The sad state of automated layouting solutions
Back in 2007, I watched this talk by Håkon Wium Lie, co-inventor of CSS, about his proprietary Prince XML. Basically, he asks, why should you have to go around clicking on pages and menus in layout programs, if instead you could write down the rules for the layout once, then automate PDF generation by feeding it only new content whenever you need something printed. He’s talking about using CSS to layout structured text like HTML, of course.
Since then, I’ve been waiting for the future to arrive in the open source lands, where those of us live that don’t have a ton of cash and are crinching at the mere thought of vendor lock-in.
InDesign
You would be forgiven to think for a moment about using Adobe InDesign in a headless mode (running on a server without a GUI) to layout documents in an automated fashion. But then you are quickly reminded that InDesign in general, and InDesign scripting in particular, is basically a mess.
CSS-based solutions
Prince
- awesome
- proprietary and rather expensive license
DocRaptor
- Prince as a cloud service, with pricing per document conversion (see their blog post).
See also print-css.rocks for a discussion of further commercial HTML/CSS-to-PDF engines and some tutorials.
wkhtmltopdf
- based on the Qt WebKit rendering engine
- WebKit devs don’t see printing as a priority: CSS3 paged media is not implemented since 2007
- currently wkhtmltopdf doesn’t even support hyphenation, could use JavaScript instead…?
WeasyPrint
- CSS layout engine written in Python
- supports CSS paged media (
@page
etc.) - currently doesn’t support some of the more esoteric CSS properties that are supported in WebKit.
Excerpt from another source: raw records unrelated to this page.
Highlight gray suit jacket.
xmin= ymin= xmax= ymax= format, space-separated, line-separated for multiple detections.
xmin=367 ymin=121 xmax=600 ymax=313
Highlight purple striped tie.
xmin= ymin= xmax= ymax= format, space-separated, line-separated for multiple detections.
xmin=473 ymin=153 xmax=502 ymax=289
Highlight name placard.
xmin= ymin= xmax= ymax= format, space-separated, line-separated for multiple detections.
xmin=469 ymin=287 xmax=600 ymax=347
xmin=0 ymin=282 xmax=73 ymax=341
- doesn’t support JavaScript
Chrome headless
- advanced rendering engine
- no support for CSS paged media
- hyphenation only on Android, Mac
chrome --headless --print-to-pdf
has limited options, so needs to be called via a scripting language
iText
- Java library for PDF generation without HTML parser, either use:
- pdfHTML proprietary
- Flying Saucer uses outdated iText version
- apparently not quite as high-quality as Prince
TeX
The reason TeX is still used is because it is open source and beautiful, because it is the best at handling mathematical notation, and because of its inertial dominance in math and the hard sciences in Academia. The reason TeX has so, so many fixable problems after 30 years is because there is no financial incentive for anyone to fix it.
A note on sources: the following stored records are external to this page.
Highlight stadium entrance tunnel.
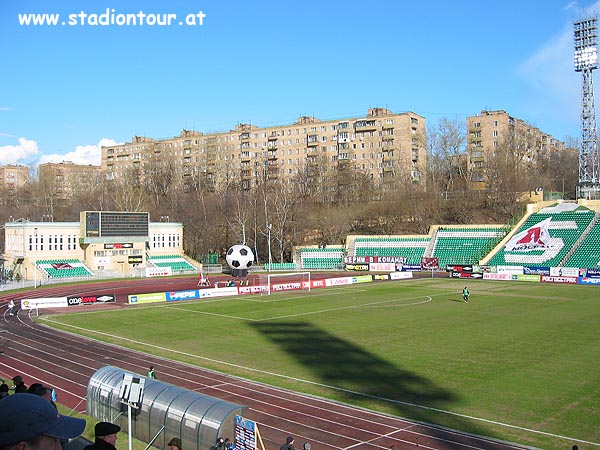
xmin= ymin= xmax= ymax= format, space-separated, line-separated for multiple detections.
xmin=87 ymin=366 xmax=247 ymax=450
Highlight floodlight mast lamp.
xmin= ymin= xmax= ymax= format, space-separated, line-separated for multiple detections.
xmin=573 ymin=17 xmax=600 ymax=198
The core algorithms are pretty creaky as well. Knuth did a brilliant job coming up with efficient algorithms that could do a fairly good job at breaking lines/paragraphs/pages and could handle book-length documents even on 70s-era hardware, but they've had minimal improvement since then.
All true. Also, the way indexes, table of contents, bibliographies and cross references work in LaTeX are unholy, fragile hacks. Foot- and endnotes could use some TLC. And on 2011-era hardware we really should have some approximation of globally optimal page breaking.
Never mind all the other TeX variants. ConTeXt is the least bad, but it’s still not CSS-based, which is for better or worse what everyone is familiar with.
P.S. This post received some updates on September 10th, 2017 and March 6th 2018.